An alternate approach is to mine the available data on what people are offering vehicles for and use this to build an analytical model for predicting prices; this lets us figure out what the appropriate asking (which isn't the same as fair; more on this later) price for a new vehicle is and identify outliers in either direction.

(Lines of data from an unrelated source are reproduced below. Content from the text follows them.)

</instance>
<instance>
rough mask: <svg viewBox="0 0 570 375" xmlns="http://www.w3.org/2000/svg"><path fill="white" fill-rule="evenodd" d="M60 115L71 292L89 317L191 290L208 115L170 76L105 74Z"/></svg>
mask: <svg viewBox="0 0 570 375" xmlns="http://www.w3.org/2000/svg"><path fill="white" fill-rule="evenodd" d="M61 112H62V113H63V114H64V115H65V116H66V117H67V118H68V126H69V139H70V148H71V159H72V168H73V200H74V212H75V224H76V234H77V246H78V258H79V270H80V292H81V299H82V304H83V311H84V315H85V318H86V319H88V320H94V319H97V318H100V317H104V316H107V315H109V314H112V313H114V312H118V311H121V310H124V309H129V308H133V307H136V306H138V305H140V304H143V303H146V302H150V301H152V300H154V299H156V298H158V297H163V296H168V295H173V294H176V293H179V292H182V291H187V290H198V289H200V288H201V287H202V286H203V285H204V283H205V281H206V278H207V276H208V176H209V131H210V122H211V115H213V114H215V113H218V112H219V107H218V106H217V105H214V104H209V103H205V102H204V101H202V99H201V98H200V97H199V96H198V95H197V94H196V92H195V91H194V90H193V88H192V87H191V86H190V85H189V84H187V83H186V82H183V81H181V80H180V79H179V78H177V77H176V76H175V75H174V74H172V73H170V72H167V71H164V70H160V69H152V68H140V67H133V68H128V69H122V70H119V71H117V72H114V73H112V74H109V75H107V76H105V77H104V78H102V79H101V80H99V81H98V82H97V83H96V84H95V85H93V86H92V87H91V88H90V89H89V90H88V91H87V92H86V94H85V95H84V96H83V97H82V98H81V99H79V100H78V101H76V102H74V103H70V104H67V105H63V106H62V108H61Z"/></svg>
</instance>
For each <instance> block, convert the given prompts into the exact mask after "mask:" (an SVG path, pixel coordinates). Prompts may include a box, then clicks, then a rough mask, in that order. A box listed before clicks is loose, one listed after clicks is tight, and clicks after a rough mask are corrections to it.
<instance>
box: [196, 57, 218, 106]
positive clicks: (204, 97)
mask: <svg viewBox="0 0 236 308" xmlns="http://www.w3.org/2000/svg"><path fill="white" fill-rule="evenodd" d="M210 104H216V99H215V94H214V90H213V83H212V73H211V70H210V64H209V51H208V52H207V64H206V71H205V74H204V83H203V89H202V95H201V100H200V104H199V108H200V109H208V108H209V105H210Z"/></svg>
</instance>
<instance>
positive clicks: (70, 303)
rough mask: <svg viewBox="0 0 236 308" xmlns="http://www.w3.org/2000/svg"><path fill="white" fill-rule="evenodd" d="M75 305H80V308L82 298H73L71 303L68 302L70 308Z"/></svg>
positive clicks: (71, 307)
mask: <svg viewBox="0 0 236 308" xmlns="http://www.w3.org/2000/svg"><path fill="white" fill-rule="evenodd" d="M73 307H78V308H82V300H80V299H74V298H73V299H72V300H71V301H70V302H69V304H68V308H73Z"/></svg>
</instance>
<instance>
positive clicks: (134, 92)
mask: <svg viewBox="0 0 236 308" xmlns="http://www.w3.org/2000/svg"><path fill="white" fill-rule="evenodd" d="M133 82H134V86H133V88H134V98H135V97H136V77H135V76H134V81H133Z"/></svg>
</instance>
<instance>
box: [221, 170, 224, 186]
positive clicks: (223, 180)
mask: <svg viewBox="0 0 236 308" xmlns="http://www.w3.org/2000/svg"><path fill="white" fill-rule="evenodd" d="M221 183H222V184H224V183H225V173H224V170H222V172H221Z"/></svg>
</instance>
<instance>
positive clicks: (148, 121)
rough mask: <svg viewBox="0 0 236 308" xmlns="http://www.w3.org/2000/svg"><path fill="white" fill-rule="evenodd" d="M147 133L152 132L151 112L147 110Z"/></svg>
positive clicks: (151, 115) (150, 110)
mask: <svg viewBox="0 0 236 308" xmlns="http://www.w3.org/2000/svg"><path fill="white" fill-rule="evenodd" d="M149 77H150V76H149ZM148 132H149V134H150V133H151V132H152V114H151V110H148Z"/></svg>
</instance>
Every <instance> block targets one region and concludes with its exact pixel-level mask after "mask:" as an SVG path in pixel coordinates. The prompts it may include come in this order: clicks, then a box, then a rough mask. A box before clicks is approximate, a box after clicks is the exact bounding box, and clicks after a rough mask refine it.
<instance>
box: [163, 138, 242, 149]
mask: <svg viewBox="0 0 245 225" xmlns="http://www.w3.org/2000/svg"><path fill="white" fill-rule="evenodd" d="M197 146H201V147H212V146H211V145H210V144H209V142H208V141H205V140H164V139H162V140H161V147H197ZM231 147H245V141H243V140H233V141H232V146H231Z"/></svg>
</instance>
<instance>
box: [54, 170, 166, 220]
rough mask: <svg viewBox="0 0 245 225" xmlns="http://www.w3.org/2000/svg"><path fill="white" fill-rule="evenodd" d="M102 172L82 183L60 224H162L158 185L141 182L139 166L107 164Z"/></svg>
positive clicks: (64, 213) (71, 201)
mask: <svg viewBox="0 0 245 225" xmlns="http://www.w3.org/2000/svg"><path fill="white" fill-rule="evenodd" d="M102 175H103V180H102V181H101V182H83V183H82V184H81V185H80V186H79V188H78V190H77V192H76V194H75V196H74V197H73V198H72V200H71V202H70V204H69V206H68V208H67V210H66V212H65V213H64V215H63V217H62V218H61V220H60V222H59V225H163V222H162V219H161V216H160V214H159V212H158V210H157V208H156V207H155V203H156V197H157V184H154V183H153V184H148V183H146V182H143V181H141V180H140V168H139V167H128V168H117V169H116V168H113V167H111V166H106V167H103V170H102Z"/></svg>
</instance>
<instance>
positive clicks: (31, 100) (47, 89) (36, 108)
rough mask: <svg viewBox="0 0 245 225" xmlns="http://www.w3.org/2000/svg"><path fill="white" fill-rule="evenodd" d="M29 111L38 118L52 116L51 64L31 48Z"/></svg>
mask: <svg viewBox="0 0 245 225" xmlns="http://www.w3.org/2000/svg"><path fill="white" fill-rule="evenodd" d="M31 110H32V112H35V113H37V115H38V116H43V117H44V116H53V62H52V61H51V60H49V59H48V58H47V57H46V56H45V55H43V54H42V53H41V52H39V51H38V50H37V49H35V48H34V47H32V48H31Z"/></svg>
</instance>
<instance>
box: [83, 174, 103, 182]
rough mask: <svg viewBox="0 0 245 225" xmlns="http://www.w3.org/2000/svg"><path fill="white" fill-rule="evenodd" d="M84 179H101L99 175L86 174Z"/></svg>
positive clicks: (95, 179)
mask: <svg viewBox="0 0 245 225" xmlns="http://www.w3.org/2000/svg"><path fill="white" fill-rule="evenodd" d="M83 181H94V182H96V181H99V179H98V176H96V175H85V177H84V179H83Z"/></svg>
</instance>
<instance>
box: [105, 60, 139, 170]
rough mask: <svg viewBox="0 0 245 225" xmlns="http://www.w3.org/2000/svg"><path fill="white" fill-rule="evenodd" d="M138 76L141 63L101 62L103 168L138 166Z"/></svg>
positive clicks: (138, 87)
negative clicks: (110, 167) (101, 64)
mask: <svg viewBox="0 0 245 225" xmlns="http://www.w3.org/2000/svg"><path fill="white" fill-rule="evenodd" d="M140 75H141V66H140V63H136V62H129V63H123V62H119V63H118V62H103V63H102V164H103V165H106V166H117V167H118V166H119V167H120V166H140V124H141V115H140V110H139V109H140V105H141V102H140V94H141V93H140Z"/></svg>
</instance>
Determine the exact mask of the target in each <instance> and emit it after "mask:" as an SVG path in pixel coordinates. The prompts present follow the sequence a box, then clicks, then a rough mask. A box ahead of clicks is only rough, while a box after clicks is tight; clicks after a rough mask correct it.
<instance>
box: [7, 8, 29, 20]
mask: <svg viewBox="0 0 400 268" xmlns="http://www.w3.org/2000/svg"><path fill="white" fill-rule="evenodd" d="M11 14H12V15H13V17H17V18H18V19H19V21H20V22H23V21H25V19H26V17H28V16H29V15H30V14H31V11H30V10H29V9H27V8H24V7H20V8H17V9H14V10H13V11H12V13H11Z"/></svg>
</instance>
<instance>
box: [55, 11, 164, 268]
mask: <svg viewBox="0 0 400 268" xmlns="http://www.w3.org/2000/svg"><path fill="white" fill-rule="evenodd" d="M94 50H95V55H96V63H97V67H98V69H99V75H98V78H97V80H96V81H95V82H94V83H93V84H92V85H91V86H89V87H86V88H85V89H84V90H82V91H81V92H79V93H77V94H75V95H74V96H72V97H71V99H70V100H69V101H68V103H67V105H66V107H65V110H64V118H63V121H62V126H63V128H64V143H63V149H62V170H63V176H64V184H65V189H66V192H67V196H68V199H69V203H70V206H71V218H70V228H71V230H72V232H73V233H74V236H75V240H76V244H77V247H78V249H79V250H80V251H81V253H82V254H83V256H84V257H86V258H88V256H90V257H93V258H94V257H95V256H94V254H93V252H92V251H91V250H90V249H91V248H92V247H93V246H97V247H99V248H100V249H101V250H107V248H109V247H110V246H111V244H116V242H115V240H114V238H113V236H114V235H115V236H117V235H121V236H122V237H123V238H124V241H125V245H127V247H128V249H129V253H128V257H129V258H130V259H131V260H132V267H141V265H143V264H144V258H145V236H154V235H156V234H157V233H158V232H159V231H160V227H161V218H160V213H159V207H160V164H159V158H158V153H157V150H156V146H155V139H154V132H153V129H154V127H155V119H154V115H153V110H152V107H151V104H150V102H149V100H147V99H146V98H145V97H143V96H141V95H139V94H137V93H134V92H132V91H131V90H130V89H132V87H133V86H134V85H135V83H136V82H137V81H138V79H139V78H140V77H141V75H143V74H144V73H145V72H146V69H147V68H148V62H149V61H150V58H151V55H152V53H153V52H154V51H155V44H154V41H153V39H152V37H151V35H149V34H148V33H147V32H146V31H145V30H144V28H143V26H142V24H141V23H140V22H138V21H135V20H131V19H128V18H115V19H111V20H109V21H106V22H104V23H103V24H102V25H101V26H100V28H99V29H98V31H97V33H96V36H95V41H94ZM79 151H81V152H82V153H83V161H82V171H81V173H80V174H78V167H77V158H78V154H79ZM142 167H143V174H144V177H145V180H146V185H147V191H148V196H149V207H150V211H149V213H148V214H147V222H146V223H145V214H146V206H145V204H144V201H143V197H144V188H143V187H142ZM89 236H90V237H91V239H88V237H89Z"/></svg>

Below, you can find the list of the relevant bikes on sale on CL for the past week or so:

Asking | Model | Year | Mileage | |
---|---|---|---|---|

1 | 7650 | 1150GS | 2002 | 25000 |

2 | 7900 | 1150GS | 2001 | 54000 |

3 | 14500 | 1200GSA | 2006 | 3700 |

4 | 8500 | 1200GS | 2005 | 54000 |

5 | 13700 | 1200GS | 2007 | 3658 |

6 | 7400 | 1150GSA | 2004 | 60000 |

7 | 5500 | 1100GS | 1996 | 23000 |

8 | 11500 | 1200GS | 2005 | 12000 |

9 | 7200 | 1150GS | 2002 | 40000 |

10 | 11950 | 1200GS | 2008 | 29000 |

11 | 9600 | 1200GS | 2005 | 39000 |

I used a simple OLS regression model to fit this data, using the model year and mileage for the bike. The result is:

summary(fit2) Call: lm(formula = d2$Asking ~ d2$Year + d2$Mileage) Residuals: Min 1Q Median 3Q Max -1360.040 -353.520 -150.358 2.140 1708.510 Coefficients: Estimate Std. Error t value Pr(>|t|) (Intercept) -1.201e+06 1.889e+05 -6.359 0.000218 *** d2$Year 6.056e+02 9.423e+01 6.426 0.000203 *** d2$Mileage -7.631e-02 1.578e-02 -4.836 0.001294 ** --- Signif. codes: 0 '***' 0.001 '**' 0.01 '*' 0.05 '.' 0.1 ' ' 1 Residual standard error: 975.1 on 8 degrees of freedom Multiple R-squared: 0.9108, Adjusted R-squared: 0.8885 F-statistic: 40.84 on 2 and 8 DF, p-value: 6.335e-05

Our model predicts that each year the bike is on the road it loses about $600 in value and that it loses about $76 for each 1000 miles it has. [Note that I'm treating mileage and age as independent variables; it might make more sense to try to estimate "excess" mileage over some base value, but I don't have the baseline data I would need.] In any case, we're doing pretty well here: with only two predictors we are accounting for around 90% of the price variation. We can see this visually by plotting the price points against the best fit plane, as below:

s3d <- scatterplot3d(d2$Asking~d2$Year+d2$Mileage,xlab="Year",ylab="Mileage",zlab="Asking") orig <- s3d$xyz.convert(d2$Year,d2$Mileage,d2$Asking) plane <- s3d$xyz.convert(d2$Year,d2$Mileage,fitted(fit)) i.negpos <- 1 + (resid(fit)>0) segments(orig$x,orig$y, plane$x,plane$y, col=c("blue","red")[i.negpos],lty=(2:1)[i.negpos]) s3d$plane3d(fit)(code ripped off from here).

Points above the plane (shown with red lines) are likely too expensive and points below (with blue lines) are worth checking out to see if they're good deals.

Obviously, we're excluding a lot of variables here. We haven't captured the condition of the bike, how desperate/motivated the seller is to get rid of it, what accessories it has, etc. Looking more closely at the data, the two most comparatively expensive bikes seem to come with a few more accessories, so this may have led the owners to think they could extract more money (I don't think this is really true, however, since often those items are valuable only to the original owner). For the purposes of selecting good deals, we would also like to know how flexible the seller's price is. It's possible that someone lowballing the price will also be less flexible because they've already built that discount into their price. On the other hand, they could be more motivated, so that could cut in the other direction. It would be interested to get secondary data on how much these bikes actually sell for [you could get some of that information by seeing if repeated postings have lower prices], but while that data is available for houses I don't think it is for bikes.